Viruses: A Powerful Virus

A virus is a tiny submicroscopic viral agent that replicates within an organisms’ living cells. Viruses can affect all life forms, including plants and animals to microbial, fungi and archaenal microorganisms, such as bacteria and Archaea. Virtually all viruses are genetic in nature and have a nucleic acid coding sequence. In simple terms a virus can be described as a type of bacterium or fungus with protein-based chromosomes that copies itself without any interference from the host cell’s genetic instructions. The term “virus” came into usage after the discovery of viruses and virology in the 19th century.

Viruses affect living organisms by inserting their genetic material, usually encoded on their ribosomes, into their host cells. This involves replication of the viral protein-coding genes within the host cell’s framework. This process requires two machinery called Ribonucleases (R) and Adhesons (A). These biological mechanisms have many names; however they all work on the same principles. They incorporate sequences of amino acids that are convertible to specific types of molecules such as sugars, nucleotides (RNA), polysaccharides and amino acid sequences.

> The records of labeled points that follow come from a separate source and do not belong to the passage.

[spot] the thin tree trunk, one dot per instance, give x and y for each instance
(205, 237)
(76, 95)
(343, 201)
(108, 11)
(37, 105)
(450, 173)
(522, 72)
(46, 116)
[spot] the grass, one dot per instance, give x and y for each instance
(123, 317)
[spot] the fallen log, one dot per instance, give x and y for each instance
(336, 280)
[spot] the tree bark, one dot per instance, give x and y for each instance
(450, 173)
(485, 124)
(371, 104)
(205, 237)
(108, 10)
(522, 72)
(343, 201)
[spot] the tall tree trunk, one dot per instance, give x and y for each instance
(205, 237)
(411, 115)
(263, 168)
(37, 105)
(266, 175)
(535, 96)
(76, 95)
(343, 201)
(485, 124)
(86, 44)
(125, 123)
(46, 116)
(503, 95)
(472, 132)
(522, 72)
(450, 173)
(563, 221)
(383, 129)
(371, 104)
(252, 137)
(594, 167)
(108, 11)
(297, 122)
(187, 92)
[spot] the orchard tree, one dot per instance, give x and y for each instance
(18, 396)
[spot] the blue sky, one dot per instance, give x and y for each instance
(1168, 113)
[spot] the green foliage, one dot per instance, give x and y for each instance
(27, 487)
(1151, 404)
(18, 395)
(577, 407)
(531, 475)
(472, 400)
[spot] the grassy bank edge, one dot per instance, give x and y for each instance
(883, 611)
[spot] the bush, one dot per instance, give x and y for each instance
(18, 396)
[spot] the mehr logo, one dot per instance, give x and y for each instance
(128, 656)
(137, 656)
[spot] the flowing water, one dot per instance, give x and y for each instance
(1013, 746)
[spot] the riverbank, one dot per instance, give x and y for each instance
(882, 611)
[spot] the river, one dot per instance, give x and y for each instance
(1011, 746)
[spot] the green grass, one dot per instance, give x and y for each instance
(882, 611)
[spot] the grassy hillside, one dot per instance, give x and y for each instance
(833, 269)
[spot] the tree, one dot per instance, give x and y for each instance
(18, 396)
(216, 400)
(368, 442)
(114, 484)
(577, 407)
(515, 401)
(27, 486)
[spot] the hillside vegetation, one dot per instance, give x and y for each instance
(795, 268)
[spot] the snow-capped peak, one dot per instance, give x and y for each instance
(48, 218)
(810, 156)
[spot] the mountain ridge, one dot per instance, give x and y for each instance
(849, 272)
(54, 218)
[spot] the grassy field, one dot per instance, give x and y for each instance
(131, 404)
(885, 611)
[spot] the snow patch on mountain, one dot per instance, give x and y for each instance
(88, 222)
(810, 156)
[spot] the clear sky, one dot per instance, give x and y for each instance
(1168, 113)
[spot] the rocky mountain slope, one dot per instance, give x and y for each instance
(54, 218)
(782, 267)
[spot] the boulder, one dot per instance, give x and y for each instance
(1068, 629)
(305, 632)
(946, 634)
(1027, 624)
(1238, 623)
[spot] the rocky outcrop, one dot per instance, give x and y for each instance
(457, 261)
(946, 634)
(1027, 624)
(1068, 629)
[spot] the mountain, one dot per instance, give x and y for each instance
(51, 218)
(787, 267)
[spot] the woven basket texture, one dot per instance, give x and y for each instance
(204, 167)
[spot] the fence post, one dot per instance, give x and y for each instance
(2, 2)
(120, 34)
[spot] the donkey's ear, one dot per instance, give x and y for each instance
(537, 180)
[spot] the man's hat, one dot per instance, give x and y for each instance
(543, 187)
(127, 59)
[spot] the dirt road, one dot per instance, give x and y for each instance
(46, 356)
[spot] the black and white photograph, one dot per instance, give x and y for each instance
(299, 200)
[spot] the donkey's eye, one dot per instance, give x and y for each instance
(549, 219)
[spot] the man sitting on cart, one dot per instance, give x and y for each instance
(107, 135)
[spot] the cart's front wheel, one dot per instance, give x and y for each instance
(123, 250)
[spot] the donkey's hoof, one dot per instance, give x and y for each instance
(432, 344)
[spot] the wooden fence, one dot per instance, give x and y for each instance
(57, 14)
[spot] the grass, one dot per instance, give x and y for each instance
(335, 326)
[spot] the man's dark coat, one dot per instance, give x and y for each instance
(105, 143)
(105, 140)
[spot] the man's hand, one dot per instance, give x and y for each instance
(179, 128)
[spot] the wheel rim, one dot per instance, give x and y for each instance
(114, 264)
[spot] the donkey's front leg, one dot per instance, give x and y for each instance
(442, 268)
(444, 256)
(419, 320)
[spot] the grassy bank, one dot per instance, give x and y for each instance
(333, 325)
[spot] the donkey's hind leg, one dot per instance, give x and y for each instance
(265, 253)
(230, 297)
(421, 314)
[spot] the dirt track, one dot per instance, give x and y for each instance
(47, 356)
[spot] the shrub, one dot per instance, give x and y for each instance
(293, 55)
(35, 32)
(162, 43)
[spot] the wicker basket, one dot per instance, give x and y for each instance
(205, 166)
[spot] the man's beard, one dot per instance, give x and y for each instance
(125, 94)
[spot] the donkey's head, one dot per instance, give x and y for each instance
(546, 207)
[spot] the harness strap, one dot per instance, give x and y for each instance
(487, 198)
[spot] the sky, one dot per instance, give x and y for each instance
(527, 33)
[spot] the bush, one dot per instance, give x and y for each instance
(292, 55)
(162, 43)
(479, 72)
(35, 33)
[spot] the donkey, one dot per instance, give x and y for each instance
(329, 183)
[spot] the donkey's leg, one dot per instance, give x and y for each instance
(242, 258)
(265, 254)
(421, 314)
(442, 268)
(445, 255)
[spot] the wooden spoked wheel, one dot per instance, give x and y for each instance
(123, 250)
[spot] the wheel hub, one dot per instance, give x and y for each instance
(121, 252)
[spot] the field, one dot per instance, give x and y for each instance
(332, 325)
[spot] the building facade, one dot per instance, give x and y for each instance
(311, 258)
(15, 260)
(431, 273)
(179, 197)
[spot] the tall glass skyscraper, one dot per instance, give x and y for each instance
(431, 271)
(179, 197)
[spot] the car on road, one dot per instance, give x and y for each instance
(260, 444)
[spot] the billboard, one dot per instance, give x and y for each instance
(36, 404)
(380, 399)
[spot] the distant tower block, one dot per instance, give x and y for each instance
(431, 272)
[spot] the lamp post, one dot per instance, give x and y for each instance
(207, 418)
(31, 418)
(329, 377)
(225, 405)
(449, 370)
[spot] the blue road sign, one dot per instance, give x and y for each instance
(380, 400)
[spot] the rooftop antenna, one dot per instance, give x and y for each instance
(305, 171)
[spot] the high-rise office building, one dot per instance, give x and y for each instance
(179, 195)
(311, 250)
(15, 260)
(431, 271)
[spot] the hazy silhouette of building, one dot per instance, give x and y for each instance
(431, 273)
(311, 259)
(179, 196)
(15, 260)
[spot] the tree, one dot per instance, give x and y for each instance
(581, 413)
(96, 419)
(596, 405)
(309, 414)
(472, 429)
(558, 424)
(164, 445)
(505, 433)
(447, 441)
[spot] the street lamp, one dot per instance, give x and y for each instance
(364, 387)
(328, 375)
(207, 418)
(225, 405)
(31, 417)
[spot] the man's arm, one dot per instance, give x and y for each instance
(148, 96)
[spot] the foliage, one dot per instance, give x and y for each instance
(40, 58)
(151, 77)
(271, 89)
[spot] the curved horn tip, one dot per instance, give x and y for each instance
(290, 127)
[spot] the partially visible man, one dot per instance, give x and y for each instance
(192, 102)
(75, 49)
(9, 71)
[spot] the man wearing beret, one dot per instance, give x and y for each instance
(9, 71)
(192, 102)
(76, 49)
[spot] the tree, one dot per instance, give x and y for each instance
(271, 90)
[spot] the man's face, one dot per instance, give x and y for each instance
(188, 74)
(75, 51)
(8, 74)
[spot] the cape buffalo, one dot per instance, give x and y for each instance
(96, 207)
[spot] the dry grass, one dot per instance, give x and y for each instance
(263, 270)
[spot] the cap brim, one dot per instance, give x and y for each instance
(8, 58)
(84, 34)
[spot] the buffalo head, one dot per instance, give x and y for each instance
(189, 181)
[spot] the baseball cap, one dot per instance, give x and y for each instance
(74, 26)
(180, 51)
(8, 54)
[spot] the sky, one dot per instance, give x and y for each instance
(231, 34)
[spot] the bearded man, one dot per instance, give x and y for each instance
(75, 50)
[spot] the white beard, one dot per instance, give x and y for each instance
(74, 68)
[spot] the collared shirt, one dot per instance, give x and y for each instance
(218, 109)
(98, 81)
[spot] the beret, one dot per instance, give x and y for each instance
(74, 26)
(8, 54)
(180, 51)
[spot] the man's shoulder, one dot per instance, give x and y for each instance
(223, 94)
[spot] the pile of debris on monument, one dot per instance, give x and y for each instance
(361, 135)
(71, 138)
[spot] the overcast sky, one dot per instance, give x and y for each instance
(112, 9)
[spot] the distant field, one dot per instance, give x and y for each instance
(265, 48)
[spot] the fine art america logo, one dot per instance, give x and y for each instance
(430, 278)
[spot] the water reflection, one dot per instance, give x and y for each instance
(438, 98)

R and RNases (R) are pieces of DNA that unwind the double-stranded DNA (data) into a nonreactive form called a poly cassette. The unwinding reaction is triggered by certain enzymes (enzymes) produced in the body which set off the replication of the virus. An example of a ribosome is found on the viral envelope.

RNases and Adhesons are proteins that are complementary to certain other enzymes to act as part of the replicated viral machinery. A ribosome can duplicate itself via budding. Fused RNases and Adhesons are present in all living things including humans. In fact, these proteins are vital for all living things as without them, there would be no life on the planet.

The primary structure of RNases and Adhesons involves repeated cycles of bonding and folding leading to the formation of repeated double-strand structures or double stranded bonds (DSB). These dsbs are the building blocks of every virus. Once formed, the RNases and Adhesons are kept together by strong interlocking surfaces. This results in the formation of a double-strand structure with complementary strands of DNA (data). Viruses carry forward the replicated genetic code, which enables them to reproduce themselves and ultimately create a virus.

Although many viruses are part of the host range of bacteria, fungi and viruses, only some are part of the host range of eukaryotic plants. Common examples are bacteria such as Pseudomonas aeruginosa and Chlamydia that are typically found on the outer surface of plant leaf surfaces, or in roots and rhizomes. Examples of eukaryotic viral organisms include eukaryotic plagues such as anthrax, enveloped viruses, Lyme disease and others. Viruses can also be found infecting other eukaryotic organisms and serve as triggers for eukaryotic diseases like yeast infections and Mycoplasma infection.